Most creators assume brands are primarily looking at follower count. This is only true for one type of partnership — traditional influencer deals where the brand is paying for access to your audience. For every other type of brand deal, including the vast majority of UGC work and many content creator brand deals, follower count is largely irrelevant.
What brands consistently evaluate when hiring creators for brand deals comes down to four things:
Content quality and consistency. Can you produce video or photo content that looks professional, holds attention, and delivers a clear message? Brands look at your portfolio or profile and make a quick judgment about whether your content meets a minimum quality bar. This has nothing to do with how many people follow you.
Fit with their audience. Does your content style, personality, and aesthetic match the brand and the people they are trying to reach?
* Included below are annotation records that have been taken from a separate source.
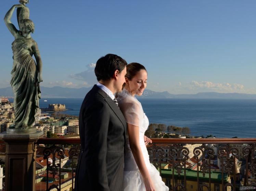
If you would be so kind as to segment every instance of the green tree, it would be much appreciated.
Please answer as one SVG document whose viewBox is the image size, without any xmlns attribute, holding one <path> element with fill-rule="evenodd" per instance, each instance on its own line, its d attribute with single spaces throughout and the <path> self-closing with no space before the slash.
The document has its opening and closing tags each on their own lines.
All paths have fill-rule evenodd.
<svg viewBox="0 0 256 191">
<path fill-rule="evenodd" d="M 190 129 L 187 127 L 184 127 L 182 128 L 182 133 L 184 135 L 189 135 L 190 134 Z"/>
<path fill-rule="evenodd" d="M 46 137 L 47 138 L 58 138 L 58 135 L 56 133 L 53 133 L 51 131 L 47 131 Z"/>
<path fill-rule="evenodd" d="M 167 130 L 167 127 L 165 124 L 158 124 L 157 128 L 161 129 L 162 132 L 166 132 Z"/>
<path fill-rule="evenodd" d="M 152 136 L 155 133 L 155 129 L 152 126 L 149 126 L 148 129 L 145 132 L 145 135 L 148 137 L 151 138 Z"/>
<path fill-rule="evenodd" d="M 170 136 L 168 134 L 165 134 L 164 135 L 164 136 L 163 137 L 163 138 L 170 138 Z"/>
<path fill-rule="evenodd" d="M 157 133 L 159 134 L 159 133 L 161 133 L 162 132 L 162 131 L 160 129 L 158 129 L 158 128 L 157 128 L 155 130 L 156 131 L 156 132 Z"/>
</svg>

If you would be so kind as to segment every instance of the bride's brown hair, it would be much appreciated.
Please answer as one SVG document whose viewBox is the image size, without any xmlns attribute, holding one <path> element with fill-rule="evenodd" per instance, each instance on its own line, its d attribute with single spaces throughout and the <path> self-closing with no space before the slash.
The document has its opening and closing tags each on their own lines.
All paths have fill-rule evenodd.
<svg viewBox="0 0 256 191">
<path fill-rule="evenodd" d="M 146 72 L 147 71 L 144 66 L 139 63 L 130 63 L 126 66 L 126 75 L 125 77 L 130 81 L 141 70 L 145 70 Z"/>
</svg>

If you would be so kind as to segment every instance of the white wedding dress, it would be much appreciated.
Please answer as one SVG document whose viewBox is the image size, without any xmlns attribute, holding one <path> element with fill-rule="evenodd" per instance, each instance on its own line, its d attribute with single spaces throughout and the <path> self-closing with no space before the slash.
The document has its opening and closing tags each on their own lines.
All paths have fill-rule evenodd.
<svg viewBox="0 0 256 191">
<path fill-rule="evenodd" d="M 139 127 L 140 145 L 145 163 L 156 191 L 168 191 L 159 174 L 159 172 L 150 163 L 149 156 L 144 142 L 144 134 L 149 127 L 149 119 L 143 111 L 141 104 L 125 88 L 118 93 L 117 99 L 119 107 L 126 122 Z M 130 148 L 128 135 L 126 135 L 124 174 L 124 191 L 145 191 L 143 178 L 138 168 Z"/>
</svg>

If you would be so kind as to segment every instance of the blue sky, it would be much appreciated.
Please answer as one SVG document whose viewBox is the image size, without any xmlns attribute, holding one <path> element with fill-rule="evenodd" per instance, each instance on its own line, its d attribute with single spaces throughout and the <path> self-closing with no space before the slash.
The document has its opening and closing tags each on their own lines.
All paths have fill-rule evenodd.
<svg viewBox="0 0 256 191">
<path fill-rule="evenodd" d="M 144 65 L 153 90 L 256 93 L 254 0 L 30 1 L 42 86 L 90 87 L 94 64 L 111 53 Z M 0 7 L 0 88 L 10 86 L 14 40 L 3 19 L 18 2 Z"/>
</svg>

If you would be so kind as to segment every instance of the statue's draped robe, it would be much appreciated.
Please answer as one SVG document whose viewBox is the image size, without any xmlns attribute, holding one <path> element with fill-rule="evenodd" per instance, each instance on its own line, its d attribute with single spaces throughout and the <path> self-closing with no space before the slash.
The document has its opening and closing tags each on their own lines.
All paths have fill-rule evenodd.
<svg viewBox="0 0 256 191">
<path fill-rule="evenodd" d="M 14 94 L 15 128 L 31 126 L 39 109 L 41 97 L 38 81 L 38 70 L 32 57 L 34 40 L 18 39 L 12 43 L 13 65 L 11 84 Z"/>
</svg>

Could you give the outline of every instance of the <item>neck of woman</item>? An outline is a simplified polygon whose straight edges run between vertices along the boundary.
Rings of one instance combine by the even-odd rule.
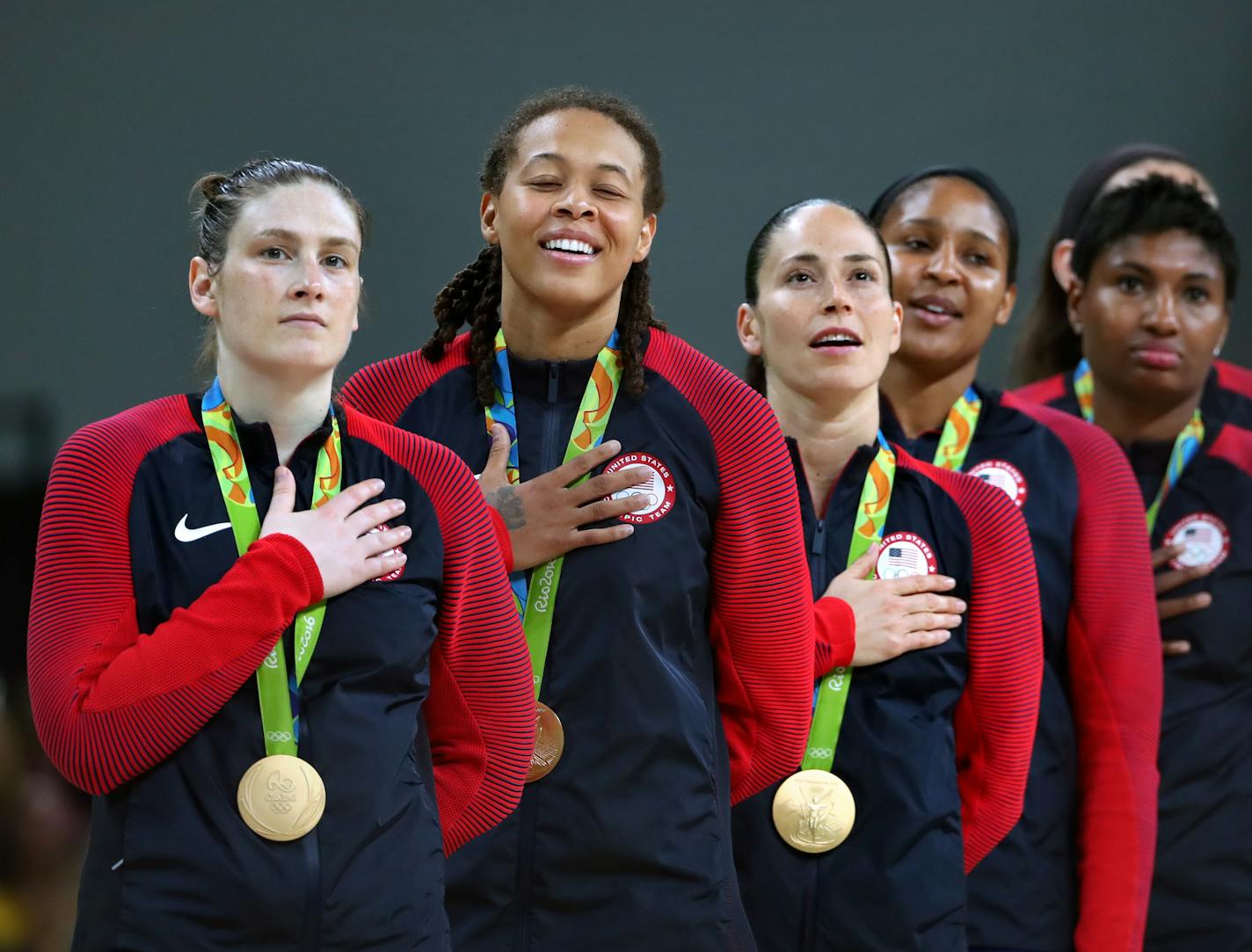
[[[1168,440],[1178,435],[1191,419],[1203,390],[1183,400],[1159,403],[1143,394],[1121,393],[1092,380],[1092,410],[1096,423],[1123,447],[1141,440]]]
[[[878,437],[878,387],[854,394],[803,394],[771,379],[766,393],[782,433],[795,440],[809,484],[809,498],[821,518],[826,499],[858,447]]]
[[[916,439],[923,433],[943,427],[948,419],[948,410],[974,383],[978,359],[943,377],[933,377],[919,370],[924,368],[910,367],[899,357],[894,357],[879,382],[900,429],[909,439]]]
[[[334,370],[260,372],[222,353],[218,379],[230,408],[249,423],[268,423],[278,462],[290,463],[295,448],[326,420]]]
[[[603,348],[613,328],[622,289],[592,308],[555,308],[523,291],[507,270],[500,290],[500,325],[508,352],[525,360],[583,360]]]

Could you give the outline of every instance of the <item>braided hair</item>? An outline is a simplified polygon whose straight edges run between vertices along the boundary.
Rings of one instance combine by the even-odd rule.
[[[483,191],[498,195],[508,171],[508,163],[517,150],[517,138],[536,119],[566,109],[587,109],[613,120],[625,129],[644,153],[644,214],[652,215],[665,204],[665,185],[661,180],[661,146],[647,120],[634,105],[605,93],[593,93],[580,86],[548,90],[527,99],[508,118],[492,139],[483,159],[478,183]],[[483,407],[495,402],[496,384],[492,378],[496,332],[500,329],[501,253],[491,245],[453,275],[434,298],[436,329],[422,345],[427,360],[439,360],[462,325],[470,325],[470,360],[477,374],[478,400]],[[665,329],[652,314],[651,279],[647,259],[631,265],[622,284],[621,304],[617,311],[617,334],[622,357],[622,385],[639,397],[646,389],[644,383],[644,334],[649,328]]]

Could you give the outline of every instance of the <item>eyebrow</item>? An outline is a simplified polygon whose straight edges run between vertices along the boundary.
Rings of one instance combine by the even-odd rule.
[[[551,161],[560,161],[560,163],[568,161],[560,153],[536,153],[535,155],[532,155],[530,159],[526,160],[526,164],[530,165],[531,163],[540,161],[541,159],[548,159]],[[596,165],[596,168],[600,169],[601,171],[615,171],[623,179],[630,181],[630,173],[626,171],[626,169],[623,169],[621,165],[615,165],[611,161],[602,161],[598,165]]]
[[[939,221],[939,219],[935,219],[935,218],[909,218],[909,219],[905,219],[904,221],[901,221],[900,226],[904,226],[904,225],[923,225],[924,228],[939,228],[940,224],[942,223]],[[963,229],[960,229],[960,233],[963,235],[973,235],[974,238],[980,238],[980,239],[983,239],[984,241],[987,241],[988,244],[992,244],[992,245],[998,245],[999,244],[999,241],[997,239],[992,238],[989,234],[987,234],[985,231],[983,231],[982,229],[978,229],[978,228],[963,228]]]
[[[859,261],[873,261],[874,264],[881,266],[881,261],[879,261],[878,258],[875,258],[871,254],[865,254],[864,251],[853,251],[850,254],[845,254],[843,256],[843,260],[848,261],[849,264]],[[813,251],[801,251],[800,254],[794,254],[790,258],[782,259],[782,264],[820,264],[820,263],[821,263],[820,255],[816,255]]]
[[[257,238],[280,238],[284,241],[298,241],[299,235],[294,231],[288,231],[285,228],[267,228],[257,233]],[[359,250],[359,246],[351,238],[326,238],[321,241],[323,245],[331,245],[333,248],[348,246]]]
[[[1152,275],[1152,269],[1146,264],[1139,264],[1138,261],[1111,261],[1113,268],[1128,268],[1132,271],[1138,271],[1139,274]],[[1216,281],[1218,275],[1214,271],[1187,271],[1182,276],[1184,281],[1204,280]]]

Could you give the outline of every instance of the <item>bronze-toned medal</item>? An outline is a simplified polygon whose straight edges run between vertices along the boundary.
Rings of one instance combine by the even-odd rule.
[[[526,772],[526,782],[543,779],[565,751],[565,728],[561,718],[547,704],[535,706],[535,751],[531,753],[531,768]]]
[[[804,853],[825,853],[848,838],[856,803],[848,784],[829,771],[793,773],[774,794],[774,827]]]
[[[323,809],[322,777],[299,757],[262,757],[239,781],[239,816],[265,839],[299,839],[318,824]]]

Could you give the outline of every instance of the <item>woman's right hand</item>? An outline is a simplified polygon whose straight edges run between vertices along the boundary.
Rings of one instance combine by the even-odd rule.
[[[1203,578],[1213,570],[1211,565],[1191,565],[1187,568],[1169,569],[1168,572],[1159,570],[1168,564],[1169,559],[1178,558],[1186,550],[1187,547],[1179,544],[1162,545],[1159,549],[1153,549],[1152,552],[1152,570],[1157,573],[1157,618],[1162,622],[1167,618],[1187,614],[1188,612],[1198,612],[1201,608],[1208,608],[1213,604],[1213,597],[1208,592],[1196,592],[1189,595],[1182,595],[1181,598],[1162,598],[1162,595],[1167,592],[1173,592],[1176,588],[1181,588],[1188,582]],[[1166,641],[1161,643],[1161,648],[1167,657],[1186,654],[1191,651],[1191,642]]]
[[[287,467],[274,470],[274,497],[260,525],[260,535],[282,533],[295,538],[322,573],[324,598],[356,588],[401,568],[408,558],[392,552],[408,542],[407,525],[378,532],[378,527],[404,512],[402,499],[367,502],[383,490],[382,479],[363,479],[341,490],[317,509],[294,512],[295,477]]]
[[[957,584],[947,575],[869,578],[881,547],[869,550],[826,587],[826,595],[841,598],[856,617],[856,649],[853,667],[878,664],[905,652],[933,648],[952,637],[960,624],[965,603],[939,594]]]

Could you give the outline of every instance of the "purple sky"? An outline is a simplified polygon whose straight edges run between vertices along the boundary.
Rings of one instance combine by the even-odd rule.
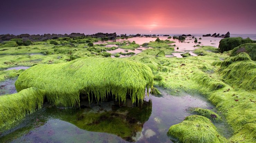
[[[1,1],[0,34],[256,34],[256,0]]]

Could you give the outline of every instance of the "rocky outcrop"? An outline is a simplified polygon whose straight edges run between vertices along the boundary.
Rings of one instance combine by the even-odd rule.
[[[203,35],[203,37],[209,36],[222,38],[229,38],[229,37],[230,37],[230,33],[229,33],[229,32],[228,32],[226,34],[222,34],[220,36],[220,33],[217,34],[216,33],[212,34],[212,35],[211,36],[210,34],[208,34],[206,35]]]
[[[43,35],[29,35],[28,34],[22,34],[17,35],[15,35],[12,34],[7,34],[0,35],[0,42],[4,41],[9,41],[14,38],[21,38],[24,41],[29,40],[33,42],[44,41],[45,40],[51,39],[55,39],[58,38],[63,37],[70,37],[73,38],[76,37],[80,37],[85,36],[84,33],[72,33],[69,35],[66,34],[44,34]],[[88,36],[91,36],[92,37],[95,38],[108,37],[109,39],[115,39],[117,36],[116,33],[98,33],[96,34],[91,35],[88,35]]]
[[[211,36],[210,34],[208,34],[206,35],[203,35],[203,37],[210,37]]]
[[[192,36],[192,35],[191,35],[191,34],[189,34],[189,35],[182,34],[182,35],[181,36],[184,36],[184,37],[188,36]]]

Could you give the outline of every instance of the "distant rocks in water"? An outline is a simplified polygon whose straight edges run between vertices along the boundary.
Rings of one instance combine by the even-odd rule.
[[[230,37],[230,33],[229,33],[229,32],[228,32],[227,33],[226,33],[226,34],[222,34],[220,36],[220,33],[218,34],[217,34],[217,33],[216,33],[212,35],[211,35],[210,34],[208,34],[206,35],[203,35],[203,37],[218,37],[218,38],[229,38]]]
[[[191,34],[189,34],[189,35],[182,34],[182,35],[181,35],[181,36],[184,36],[184,37],[189,36],[192,36],[192,35],[191,35]]]
[[[179,36],[179,37],[178,38],[178,39],[179,40],[184,41],[186,40],[186,38],[185,38],[185,37],[183,37],[182,36]]]

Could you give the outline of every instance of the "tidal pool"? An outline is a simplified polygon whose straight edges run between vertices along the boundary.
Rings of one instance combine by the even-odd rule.
[[[7,68],[7,69],[6,69],[4,70],[11,70],[12,69],[15,69],[16,70],[19,70],[19,69],[26,69],[30,67],[27,67],[27,66],[19,66],[17,67],[10,67],[10,68]]]
[[[159,89],[163,97],[150,95],[143,104],[136,107],[129,100],[125,107],[112,100],[89,104],[85,100],[80,109],[56,108],[45,103],[10,130],[0,133],[0,142],[172,142],[166,135],[169,128],[190,115],[190,108],[216,111],[201,96],[173,96]],[[225,123],[214,124],[221,133],[229,136]]]

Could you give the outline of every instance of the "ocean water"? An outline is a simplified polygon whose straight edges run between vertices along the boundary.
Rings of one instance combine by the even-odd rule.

A skincare brand targeting women in their thirties wants a creator whose content already resonates with that demographic — not necessarily someone with the most followers.
Reliability and professionalism. Can you hit a brief, deliver on time, and communicate clearly? Brands lose money when creators miss deadlines, require excessive revisions, or go quiet mid-project. A creator who responds promptly, asks the right questions upfront, and delivers clean work gets rehired. One who does not, does not.
Value relative to cost. The budget a brand has allocated for brand deals for content creators is finite. They are making a judgment about whether the content you produce is worth what you charge. This is why rates, deliverables, and usage rights need to be clearly defined from the start. For a full breakdown of what brands are actually paying for different content types, see UGC rates: what brands actually pay content creators.
The core insight: Brands are not buying your audience. They are buying your ability to produce content that performs. That shifts the entire conversation away from follower count and toward craft, reliability, and professionalism.
Before getting into tactics, it helps to understand the difference between these two types of brand deals because the strategy for landing each is different.
Influencer deals pay you to post content to your own audience. The brand is paying for reach and the trust your followers have in you. Follower count, engagement rate, and audience demographics all matter significantly here. These deals typically involve posting a sponsored Reel, TikTok, or YouTube video on your personal channels with a disclosure, and the brand benefits from exposure to your existing audience. TikTok influencer brand deals are among the fastest-growing category of influencer partnerships as brands shift budgets toward short-form video.
UGC brand deals pay you to produce content the brand uses on their own channels — in their paid ads, on their website, or in their social feeds. You do not need to post anything to your own audience. The brand is paying for the content itself, not for access to your followers. This is why UGC creator brand deals are available to creators at any follower count, including zero.
Hybrid deals combine both models: you produce content and post it to your own audience while the brand also receives the rights to repurpose it in their own marketing. These deals carry a higher total fee because you are delivering both reach and content, and influencer brand deal rates for hybrid arrangements should reflect that dual value.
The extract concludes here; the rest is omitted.